I often find, quite by accident, a book in the library that I haven’t seen before. Despite its smallness, there are still unexpected treasures to be found among the stacks.
I picked up Christina’s World because I’ve always liked the painting of the same name, but don’t know much else about the painter Andrew Wyeth.
This book is not at all what I expected, written by Wyeth’s wife, Betsy James Wyeth, it tells the story not of the artist, or so much his paintings, but of the subject, Christina, and her world that inspired Wyeth.
I’d always seen the figure in the painting as girlish, a teenager perhaps. Her position is curious, out in a field looking back at a house on the hill. Something about the tension in her skinny arms and torso, versus the stillness of her feet suggests her disability.
I was astonished to discover that Christina would have been 55 years old when this was painted in 1948.
The book tells Christina’s incredible story from childhood to death, through the perspective of Betsy Wyeth (who met the adult Christina when she was ten), cobbled together from her own experience of Christina, the stories told to her by Christina during her lifetime, or recalled by childhood friends later on, as well as letters that reveal Christina’s own voice.
Limited geographically by her inability to walk, Christina’s world was a small one one, made rich by the impression she left on those around her. She certainly inspired devotion in her younger brother Alvaro, who was her life long companion.
This world she lived in provided seemingly endless inspiration to Wyeth whose paintings and drawings fill the book and create echoes of Christina’s story.
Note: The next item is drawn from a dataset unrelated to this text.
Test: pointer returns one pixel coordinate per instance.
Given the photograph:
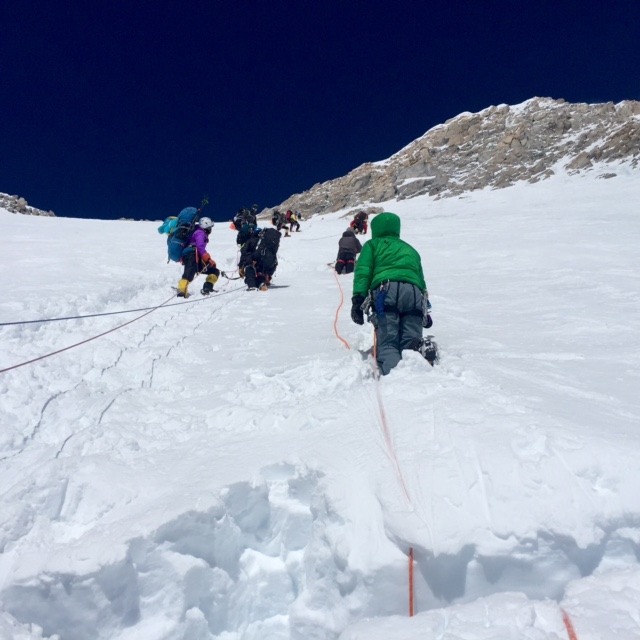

It’s perplexingly difficult to catagorise this book as it isn’t really a biography of Christina, nor is it a monograph of Wyeth’s work, but something between the two, and all the more intriguing for it.
Christina’s life story and her relationships with (in particular) her brother, the house, and the landscape give a chokingly emotional backstory to the dark, earthy paintings and haunting drawings. With author, Betsy Wyeth, being wife to the artist and friend to the subject, I’ve not seen a book put together in quite this way before.